At the end of the Vampire Wars, the Dracula Spear, the pivotal weapon developed by wizards to defeat Dracula, was split apart between four nations as a sign of victory and alliance. It is present day. Each of the four nations has received a message saying “Bring the Dracula Spear, and you will be given rewards beyond your wildest dreams.”

The war to defeat Dracula has once again commenced. This is Operation Dracula.

Developer: Crescent Moon Games

Price: $2.99

Bullet Hell Is Back

Hailing the glory days of Arcade shoot ’em ups, Operation Dracula can best be described as an SNK shoot em’ up meets Capcom’s Street Fighter. While that may sound like a bizarre hybridization, it works quite well.



The game looks AMAZING! I say this with the utmost conviction. The game just looks phenomenal. The graphics are sharp, crisp, vibrant, and colorful. The game’s art is fantastic! From the mechanical designs of the ships and robots, to the backdrops you fly over, Operation Dracula’s art direction oozes quality and provides a faithful representation of what the greats like SNK and Capcom were distributing in arcades all throughout the 80’s and 90s. Although arcades may have died here in the West, it’s refreshing to know that the very genres that kept us there are being refreshed in the mobile realm.

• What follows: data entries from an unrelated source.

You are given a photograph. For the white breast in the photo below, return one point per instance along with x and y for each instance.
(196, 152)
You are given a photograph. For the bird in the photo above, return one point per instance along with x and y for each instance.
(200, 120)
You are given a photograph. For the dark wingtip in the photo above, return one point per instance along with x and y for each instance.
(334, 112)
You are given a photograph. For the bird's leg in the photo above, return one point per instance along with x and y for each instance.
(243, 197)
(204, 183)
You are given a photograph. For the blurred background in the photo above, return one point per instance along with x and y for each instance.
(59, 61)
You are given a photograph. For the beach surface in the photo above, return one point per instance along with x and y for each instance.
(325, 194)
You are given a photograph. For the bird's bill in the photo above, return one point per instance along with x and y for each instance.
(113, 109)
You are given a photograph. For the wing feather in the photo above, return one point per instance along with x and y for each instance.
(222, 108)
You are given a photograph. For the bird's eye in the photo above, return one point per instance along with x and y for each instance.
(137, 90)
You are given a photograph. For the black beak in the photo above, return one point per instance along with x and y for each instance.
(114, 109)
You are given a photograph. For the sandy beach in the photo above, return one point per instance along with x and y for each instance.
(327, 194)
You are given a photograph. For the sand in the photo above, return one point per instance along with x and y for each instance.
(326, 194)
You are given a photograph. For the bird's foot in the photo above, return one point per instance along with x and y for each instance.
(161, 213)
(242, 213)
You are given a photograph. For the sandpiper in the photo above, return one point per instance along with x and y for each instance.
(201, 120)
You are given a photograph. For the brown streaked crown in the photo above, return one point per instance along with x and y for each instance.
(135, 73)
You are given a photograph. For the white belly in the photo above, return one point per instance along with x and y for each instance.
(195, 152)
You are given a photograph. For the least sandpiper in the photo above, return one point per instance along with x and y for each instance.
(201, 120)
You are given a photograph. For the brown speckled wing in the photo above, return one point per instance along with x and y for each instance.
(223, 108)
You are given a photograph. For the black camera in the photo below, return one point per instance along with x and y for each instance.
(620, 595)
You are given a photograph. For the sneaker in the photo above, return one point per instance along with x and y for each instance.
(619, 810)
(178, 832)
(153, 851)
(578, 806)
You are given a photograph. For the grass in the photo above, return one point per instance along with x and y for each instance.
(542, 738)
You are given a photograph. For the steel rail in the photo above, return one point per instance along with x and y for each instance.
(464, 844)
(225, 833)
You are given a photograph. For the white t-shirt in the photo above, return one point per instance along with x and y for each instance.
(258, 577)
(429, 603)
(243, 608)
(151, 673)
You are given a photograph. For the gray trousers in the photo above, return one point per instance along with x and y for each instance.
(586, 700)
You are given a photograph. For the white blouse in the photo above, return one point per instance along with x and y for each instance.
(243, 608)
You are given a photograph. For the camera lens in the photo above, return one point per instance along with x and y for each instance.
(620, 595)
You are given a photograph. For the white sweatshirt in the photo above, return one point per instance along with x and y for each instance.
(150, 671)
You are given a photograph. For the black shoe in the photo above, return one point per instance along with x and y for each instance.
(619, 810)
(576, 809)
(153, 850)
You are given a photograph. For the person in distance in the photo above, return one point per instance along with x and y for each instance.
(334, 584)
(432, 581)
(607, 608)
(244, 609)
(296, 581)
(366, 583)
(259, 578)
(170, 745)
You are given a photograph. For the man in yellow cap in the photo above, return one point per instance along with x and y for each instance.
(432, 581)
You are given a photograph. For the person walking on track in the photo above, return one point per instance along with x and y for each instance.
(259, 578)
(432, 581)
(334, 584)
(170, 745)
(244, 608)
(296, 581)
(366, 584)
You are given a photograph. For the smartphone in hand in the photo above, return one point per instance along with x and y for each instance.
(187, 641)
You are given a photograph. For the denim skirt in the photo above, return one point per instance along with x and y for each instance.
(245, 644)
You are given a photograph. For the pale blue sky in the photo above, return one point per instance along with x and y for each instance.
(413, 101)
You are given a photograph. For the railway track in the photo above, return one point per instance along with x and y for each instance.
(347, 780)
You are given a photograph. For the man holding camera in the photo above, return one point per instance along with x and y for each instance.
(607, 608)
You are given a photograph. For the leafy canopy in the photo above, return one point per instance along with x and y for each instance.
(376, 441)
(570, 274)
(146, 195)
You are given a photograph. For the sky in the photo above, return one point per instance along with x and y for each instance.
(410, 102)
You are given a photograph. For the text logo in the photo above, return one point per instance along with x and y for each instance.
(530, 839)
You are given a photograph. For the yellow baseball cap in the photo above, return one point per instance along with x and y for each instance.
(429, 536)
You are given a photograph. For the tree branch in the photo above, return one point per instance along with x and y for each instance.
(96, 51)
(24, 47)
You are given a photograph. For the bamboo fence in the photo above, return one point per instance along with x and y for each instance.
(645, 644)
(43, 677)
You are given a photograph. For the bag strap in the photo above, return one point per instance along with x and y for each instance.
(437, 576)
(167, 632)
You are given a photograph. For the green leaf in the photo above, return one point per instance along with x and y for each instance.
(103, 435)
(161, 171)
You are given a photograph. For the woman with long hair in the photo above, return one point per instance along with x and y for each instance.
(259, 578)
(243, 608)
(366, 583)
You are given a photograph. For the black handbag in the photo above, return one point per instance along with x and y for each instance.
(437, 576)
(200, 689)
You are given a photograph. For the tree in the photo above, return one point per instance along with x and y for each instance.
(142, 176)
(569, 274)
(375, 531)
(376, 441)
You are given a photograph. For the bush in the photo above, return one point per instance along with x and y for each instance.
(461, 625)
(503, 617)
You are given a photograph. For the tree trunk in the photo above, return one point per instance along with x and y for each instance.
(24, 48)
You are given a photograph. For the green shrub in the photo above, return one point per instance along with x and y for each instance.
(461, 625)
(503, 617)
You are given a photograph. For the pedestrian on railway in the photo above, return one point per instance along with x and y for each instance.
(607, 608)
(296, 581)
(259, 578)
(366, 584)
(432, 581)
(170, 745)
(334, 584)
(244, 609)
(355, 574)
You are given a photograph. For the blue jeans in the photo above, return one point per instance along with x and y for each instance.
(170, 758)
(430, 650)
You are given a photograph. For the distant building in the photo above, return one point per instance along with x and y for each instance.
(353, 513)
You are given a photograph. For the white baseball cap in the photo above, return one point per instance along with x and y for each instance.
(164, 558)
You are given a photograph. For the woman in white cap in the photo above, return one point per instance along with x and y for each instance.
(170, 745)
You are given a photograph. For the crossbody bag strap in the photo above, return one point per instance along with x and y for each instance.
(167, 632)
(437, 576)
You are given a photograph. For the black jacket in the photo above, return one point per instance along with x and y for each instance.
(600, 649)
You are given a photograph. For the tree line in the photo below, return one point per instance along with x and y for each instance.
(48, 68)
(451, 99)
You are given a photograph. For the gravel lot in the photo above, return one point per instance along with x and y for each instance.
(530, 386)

Do you remember when I said earlier that Operation Dracula is part Street Fighter hybrid? The game’s sound design is why I made that claim; specifically, the narrator’s voice. From the moment I heard the voice utter the words “Operation Dracula” at the game’s main menu, I was immediately transported back to an arcade somewhere, hearing that same voice emanating from a Street Fighter arcade machine. As a matter of fact, if you’ve ever played Street Fighter Alpha 3, it’s the exact same voice. While I cannot verify whether it’s the same voice actor in both games, I can tell you that the voices sound identical, and it’s a wonderful thing.

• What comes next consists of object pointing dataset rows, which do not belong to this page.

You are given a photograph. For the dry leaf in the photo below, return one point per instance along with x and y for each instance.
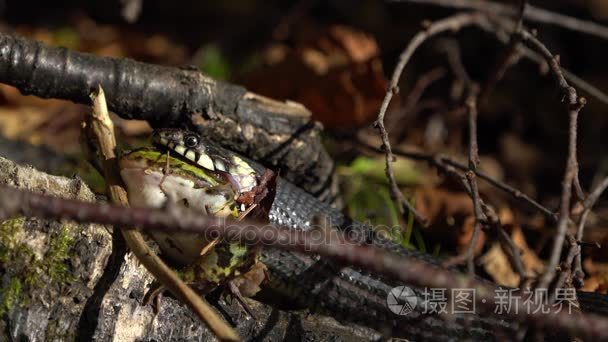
(337, 75)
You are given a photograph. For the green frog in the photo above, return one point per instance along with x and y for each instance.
(155, 179)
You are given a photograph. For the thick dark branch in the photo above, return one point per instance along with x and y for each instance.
(279, 134)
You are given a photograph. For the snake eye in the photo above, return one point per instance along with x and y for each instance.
(191, 141)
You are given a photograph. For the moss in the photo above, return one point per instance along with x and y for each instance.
(8, 237)
(54, 262)
(25, 271)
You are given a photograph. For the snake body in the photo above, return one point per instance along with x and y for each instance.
(347, 293)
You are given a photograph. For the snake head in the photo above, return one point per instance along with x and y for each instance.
(200, 151)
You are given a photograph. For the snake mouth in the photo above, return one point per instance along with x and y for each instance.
(201, 160)
(207, 156)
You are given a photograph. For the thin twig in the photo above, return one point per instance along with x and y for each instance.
(103, 130)
(509, 56)
(471, 105)
(453, 23)
(588, 204)
(532, 13)
(574, 105)
(437, 160)
(408, 270)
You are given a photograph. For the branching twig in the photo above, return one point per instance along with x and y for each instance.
(532, 13)
(453, 23)
(587, 206)
(574, 104)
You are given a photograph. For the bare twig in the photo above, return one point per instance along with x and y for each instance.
(471, 104)
(103, 130)
(510, 55)
(371, 258)
(588, 204)
(532, 13)
(574, 105)
(453, 23)
(437, 160)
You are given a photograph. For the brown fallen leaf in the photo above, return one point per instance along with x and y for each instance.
(496, 262)
(336, 74)
(451, 218)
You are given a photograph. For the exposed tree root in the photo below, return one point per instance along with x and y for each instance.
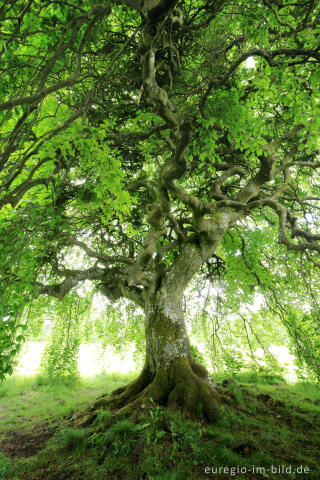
(184, 386)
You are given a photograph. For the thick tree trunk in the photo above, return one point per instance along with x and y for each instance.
(170, 376)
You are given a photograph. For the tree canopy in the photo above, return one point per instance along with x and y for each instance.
(146, 142)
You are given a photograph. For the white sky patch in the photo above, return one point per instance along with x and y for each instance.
(91, 360)
(250, 62)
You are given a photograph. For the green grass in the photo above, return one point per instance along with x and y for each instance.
(265, 423)
(25, 401)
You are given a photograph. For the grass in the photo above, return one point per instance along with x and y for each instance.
(266, 424)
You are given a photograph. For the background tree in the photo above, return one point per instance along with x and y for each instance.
(135, 132)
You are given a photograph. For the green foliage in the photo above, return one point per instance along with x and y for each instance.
(60, 357)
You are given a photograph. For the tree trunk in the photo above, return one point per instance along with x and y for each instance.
(170, 376)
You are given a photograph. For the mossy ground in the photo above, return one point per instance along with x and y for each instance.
(266, 423)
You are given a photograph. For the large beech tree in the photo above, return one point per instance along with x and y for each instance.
(140, 132)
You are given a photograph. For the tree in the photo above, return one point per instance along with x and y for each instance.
(140, 133)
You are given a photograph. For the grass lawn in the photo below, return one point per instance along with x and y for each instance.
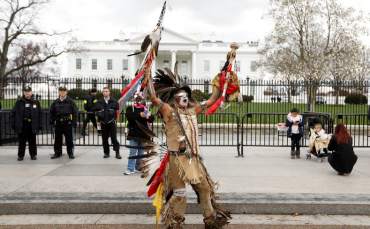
(275, 112)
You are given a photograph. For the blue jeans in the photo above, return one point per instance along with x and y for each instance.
(131, 166)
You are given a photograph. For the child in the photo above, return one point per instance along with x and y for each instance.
(319, 141)
(294, 123)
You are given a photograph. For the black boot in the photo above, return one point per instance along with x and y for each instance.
(298, 154)
(177, 223)
(215, 222)
(55, 156)
(292, 154)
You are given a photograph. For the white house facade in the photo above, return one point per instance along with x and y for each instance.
(196, 59)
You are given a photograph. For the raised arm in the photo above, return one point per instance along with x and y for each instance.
(164, 108)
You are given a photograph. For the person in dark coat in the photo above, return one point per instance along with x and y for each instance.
(343, 157)
(89, 104)
(106, 110)
(138, 112)
(294, 122)
(26, 122)
(63, 115)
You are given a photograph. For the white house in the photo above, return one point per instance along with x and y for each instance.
(196, 59)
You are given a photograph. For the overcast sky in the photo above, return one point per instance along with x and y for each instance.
(229, 20)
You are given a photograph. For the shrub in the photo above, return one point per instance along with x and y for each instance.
(115, 93)
(198, 95)
(355, 99)
(77, 94)
(248, 98)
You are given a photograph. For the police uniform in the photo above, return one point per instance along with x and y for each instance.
(26, 122)
(89, 104)
(106, 113)
(63, 114)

With the mix of the narrator’s voice, the sounds of explosions, laser cannons firing, alarms going off, and more explosions, Operation Dracula’s sound does a great job of supplementing (and complementing) the game’s already visual chaos. With your blood pressure already on the rise, the game’s soundtrack pushes you even further over the edge with music that I would describe as “classic arcade music meets heavy metal.”


All of these elements work incredibly well together and help create a tapestry of sheer brutality (from a difficulty standpoint) that I think was very intentional on Samurai Games’ part; which leads me to the next topic:


Brutal. There is no other way to describe Operation Dracula’s difficulty. The game has two modes: Normal Mode, Easy Mode. I would rename these modes to: Blood Boil Mode, Cardiac Arrest Mode. I found myself relegated to Easy Mode, and I still was slaughtered over, and over, and over again. I hope you like Game Over screens because you’re going to be seeing this game’s Game Over screen a lot.

Despite it’s difficulty, Operation Dracula’s controls are solid, responsive, and tight. You control your ship by simply moving it with your finger. The game automatically fires the ship’s main weapons for you. To the bottom right of your screen you will find an icon for your bombs and you can also perform a unique, special attack with your ship, by double tapping the screen. Each character has its own unique bomb and special ability, and each have their strengths and weaknesses.

The problem with Operation Dracula is its difficulty. It is brutal; no doubt about that. I know I am parroting that statement but I can’t over emphasize how difficult this game is. While I am not opposed to a challenge, I do think that Operation Dracula’s level of difficulty may severely limit its audience. In a climate where Free To Play is dominating the mobile game market, releasing a $3 game with such an unforgiving level of difficulty may spell a recipe for disaster. Don’t get me wrong; the game is fun, but it’s not for the faint of heart, and $3 may be too much of a risk to ask your audience to take.


Two simple changes can transform Operation Dracula from an amazing game, to an “ABSOLUTE MUST BUY!” game of the year contender:

  1. Diversify the game’s difficulty. Offer three levels of difficulty instead of two. Break it down into:
    1. Easy – Make this a step down in difficulty from the game’s current Easy Mode
    2. Normal – Make this identical to the game’s current Easy Mode
    3. Insane (or Brutal) – Make this identical to the game’s current Normal Mode.
  2. Change the price. $2.99 is a bit steep for this game. I’d recommend an MSRP of $.99. I feel like this is a perfect price point for what you get with this game, and I also think it will help Operation Dracula gain more success in such a “Free To Play” saturated market. With gamers being so accustomed to seeing ‘Free’ on everything in the Google Play Store, $2.99 will almost surely scare them away. It did me.

Even with my criticisms, I really, really enjoyed Operation Dracula. I am thankful for the opportunity to have played it, but unfortunately, I just cannot recommend it to my audience at such a steep price. This is a shame because Operation Dracula really is a good game. However, asking $2.99 for a mobile “Arcade Shoote ’em Up” that’s this difficult, is just asking too much. Fix the difficulty, change the price, and you have a 5/5 game.